2. Capital gains taxes should be graduated and indexed to CPI to encourage movement, especially senior citizens who cannot afford to sell and therefore “block” younger families from accessing affordable homes currently occupied by those seniors.
3. The SALT caps were a politically motivated f-you to blue states like CA and NY as well as a politically motivated gift to people like the Kushner’s whose fortune is built around renters. Repeal that.
4. Have we become too “greedy” in our housing desires? The “average” two-bedroom apartment of today is a far cry from what it was a generation ago or two generations ago. Some of that is necessity — work from home requires office space. But do we “need” a living room large enough to hold a 72 inch TV screen to watch Netflix? Do we “need” stone counter-tops? Things that are considered standard today were luxuries a generation ago.
5. Have we become to greedy/lazy with other expenses? Until fairly recently, Americans always spent more on food and beverage for in-home consumption that they did for out-of-home consumption (see NPD/National Eating Trends data).

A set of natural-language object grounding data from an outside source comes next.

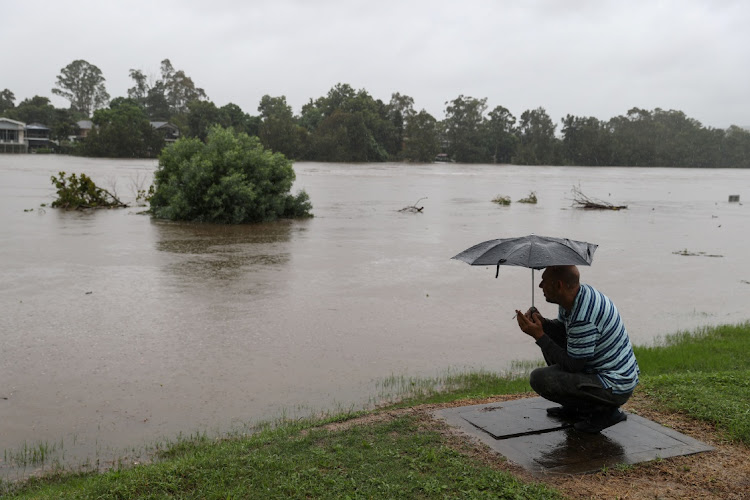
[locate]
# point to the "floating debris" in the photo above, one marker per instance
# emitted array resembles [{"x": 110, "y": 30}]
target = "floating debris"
[
  {"x": 501, "y": 200},
  {"x": 531, "y": 198},
  {"x": 580, "y": 200},
  {"x": 414, "y": 208},
  {"x": 686, "y": 253}
]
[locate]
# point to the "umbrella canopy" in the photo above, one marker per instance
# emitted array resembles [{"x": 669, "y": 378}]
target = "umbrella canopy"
[{"x": 535, "y": 252}]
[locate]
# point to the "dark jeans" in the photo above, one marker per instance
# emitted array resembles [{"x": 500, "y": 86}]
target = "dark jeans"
[{"x": 583, "y": 391}]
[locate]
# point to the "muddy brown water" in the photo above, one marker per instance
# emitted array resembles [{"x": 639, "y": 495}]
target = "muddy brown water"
[{"x": 119, "y": 331}]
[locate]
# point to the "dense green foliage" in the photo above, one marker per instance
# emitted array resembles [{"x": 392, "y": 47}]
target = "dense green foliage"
[
  {"x": 706, "y": 375},
  {"x": 348, "y": 125},
  {"x": 230, "y": 178},
  {"x": 82, "y": 83}
]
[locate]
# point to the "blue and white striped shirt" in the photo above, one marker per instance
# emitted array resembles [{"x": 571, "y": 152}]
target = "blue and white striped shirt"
[{"x": 596, "y": 332}]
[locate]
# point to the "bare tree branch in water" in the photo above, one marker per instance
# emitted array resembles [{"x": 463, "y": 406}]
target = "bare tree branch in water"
[
  {"x": 414, "y": 208},
  {"x": 580, "y": 200}
]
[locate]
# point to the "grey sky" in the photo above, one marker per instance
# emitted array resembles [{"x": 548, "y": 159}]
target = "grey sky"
[{"x": 586, "y": 58}]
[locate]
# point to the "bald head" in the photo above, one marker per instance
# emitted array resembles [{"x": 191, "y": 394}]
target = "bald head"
[
  {"x": 569, "y": 275},
  {"x": 560, "y": 285}
]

As someone who lives in a NIMBY hotbed, your comment screams don’t change my community and lower my taxes back while you’re at it. We need a full court press to build dramatically more housing, the locals have had decades to approach this thoughtfully and instead they’ve frozen their towns in amber so that nothing changes except the price of the house they haven’t maintained since 1980 is now selling for $1M.

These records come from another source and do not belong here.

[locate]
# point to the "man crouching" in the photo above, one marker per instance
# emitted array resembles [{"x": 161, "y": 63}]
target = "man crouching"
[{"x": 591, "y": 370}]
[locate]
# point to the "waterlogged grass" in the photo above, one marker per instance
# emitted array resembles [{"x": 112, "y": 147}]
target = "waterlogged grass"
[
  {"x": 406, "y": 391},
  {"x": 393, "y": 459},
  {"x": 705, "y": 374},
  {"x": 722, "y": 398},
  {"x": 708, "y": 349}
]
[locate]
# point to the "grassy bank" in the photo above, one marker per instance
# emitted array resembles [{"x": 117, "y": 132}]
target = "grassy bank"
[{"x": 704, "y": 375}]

I’m in total agreement that there needs to be more investment in city planning and infrastructure to get people around the more dense neighborhoods. That change has to coupled with a radical shift in how it gets implemented. Namely the locals get a say in a vote at the state level but no say in the implementation. We’re either for more housing in New York State full stop or we’re not.
Scott,
Seems your weekly letters are increasingly political. I’ve always known you’re a bleeding Lib but the slant to your newsletters is approaching 90deg.

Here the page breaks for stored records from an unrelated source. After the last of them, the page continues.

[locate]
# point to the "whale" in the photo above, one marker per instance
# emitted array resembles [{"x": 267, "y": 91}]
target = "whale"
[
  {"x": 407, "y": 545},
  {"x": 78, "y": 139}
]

Reading these things are becoming really difficult for us Conservatives.
If you feel uncomfortable reading an idea, that means your mind is expanding. Good for you.
Everyone touts high density housing, no one talks about the stress on infrastructure. Schools, hospitals, sewers, etc. do not miraculously appear because you plant an apartment building on a lot zoned a single house.
Nope, but it scales up with population, as tax base increases.
I own 25 mobile home parks catering to families. The truth is at least 10mm migrants entered over the last 4 years. At 5 to a house, that is 2mm affordable rental housing units removed from the housing stock. Simple supply and demand economics=rents soared. The only good news for renters is with the border closed demand has fallen dramatically. And if they deport a few million people you will see affordable rental rates stabilize and maybe even fall a bit. And yes you are right about zoning. The only State in America with new mobile home parks is Texas. Everywhere else has no zoning for them or rules and density that are written to make them economically impossible.
If we only had such leadership and problem solving on the national and local level…Thanks Prof. for all you do…
Scott, at the rate we’re going, there won’t be a country in 2028
Oh please! (eye roll)
Prof you have no idea how much of a smile you put on my face when you talked about Yimbys. We need and want more mixed use, multi family, walkable development!
Slight correction: “ Such a pivot could make for strange bedfellows — zoning reform means taking on environmentalists and wealthy homeowners.” — us environmentalists are actually estatic about zoning reform. Single family housing is actually very energy inefficient (think how much energy it takes to keep 100 single family homes vs. an apartment complex of 100 units cool over the summer). Plus, walkable development means less cars and therefore less pollution. Not to mention the myriad of benefits living in a mixed use community has on one’s physical and emotional health.